[comp.sources.misc] Patch #1 to Ispell Version 2.0 Beta

geoff@desint.UUCP (Geoff Kuenning) (06/10/87)

This is Patch Number 1 to the beta posting of ispell.  Ispell is an
interactive spell-checking program that is faster, more friendly, and
more flexible than standard UNIX spell.  The beta posting itself is
available from the comp.sources.misc archives.
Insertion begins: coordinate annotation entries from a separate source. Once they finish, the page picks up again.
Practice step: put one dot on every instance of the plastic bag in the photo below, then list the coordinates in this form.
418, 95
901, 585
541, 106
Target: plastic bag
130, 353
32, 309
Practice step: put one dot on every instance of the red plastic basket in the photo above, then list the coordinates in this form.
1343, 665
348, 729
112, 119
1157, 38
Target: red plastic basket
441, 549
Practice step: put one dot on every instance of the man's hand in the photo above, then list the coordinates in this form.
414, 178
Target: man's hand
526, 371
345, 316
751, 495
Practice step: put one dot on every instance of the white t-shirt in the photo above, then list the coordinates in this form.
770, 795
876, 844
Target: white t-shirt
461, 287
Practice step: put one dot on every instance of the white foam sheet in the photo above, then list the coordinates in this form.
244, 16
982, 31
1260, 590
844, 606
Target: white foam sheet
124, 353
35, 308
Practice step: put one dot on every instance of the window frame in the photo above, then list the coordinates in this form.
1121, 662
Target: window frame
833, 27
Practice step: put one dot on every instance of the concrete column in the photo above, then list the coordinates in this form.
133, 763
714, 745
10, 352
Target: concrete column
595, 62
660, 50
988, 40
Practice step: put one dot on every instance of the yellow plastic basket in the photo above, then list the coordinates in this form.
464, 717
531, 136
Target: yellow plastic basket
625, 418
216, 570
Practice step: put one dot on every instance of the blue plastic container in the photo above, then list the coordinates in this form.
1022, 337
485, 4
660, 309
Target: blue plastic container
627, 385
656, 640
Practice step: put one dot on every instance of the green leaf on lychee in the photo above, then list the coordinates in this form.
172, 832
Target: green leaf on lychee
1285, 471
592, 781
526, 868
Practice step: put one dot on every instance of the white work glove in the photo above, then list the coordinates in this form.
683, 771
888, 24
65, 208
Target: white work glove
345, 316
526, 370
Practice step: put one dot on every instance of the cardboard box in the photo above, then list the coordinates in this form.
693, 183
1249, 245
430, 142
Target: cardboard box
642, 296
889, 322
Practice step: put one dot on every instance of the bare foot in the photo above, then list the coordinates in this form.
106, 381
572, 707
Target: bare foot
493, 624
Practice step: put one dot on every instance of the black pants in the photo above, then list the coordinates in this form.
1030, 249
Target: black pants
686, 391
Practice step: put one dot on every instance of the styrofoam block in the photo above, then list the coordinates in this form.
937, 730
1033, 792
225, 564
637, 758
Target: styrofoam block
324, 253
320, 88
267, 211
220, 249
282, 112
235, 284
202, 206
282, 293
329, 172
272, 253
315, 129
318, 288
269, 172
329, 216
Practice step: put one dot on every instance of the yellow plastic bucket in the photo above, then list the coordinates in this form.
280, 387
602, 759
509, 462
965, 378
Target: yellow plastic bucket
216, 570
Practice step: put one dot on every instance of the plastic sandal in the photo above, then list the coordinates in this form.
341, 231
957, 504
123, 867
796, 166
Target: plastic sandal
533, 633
Well, once again it's proven that one shouldn't put a posting together
hastily in the middle of the night.  I am rather embarrassed at the
number and nature of the bugs in my ispell beta posting, but I guess
that's water under the bridge at this point.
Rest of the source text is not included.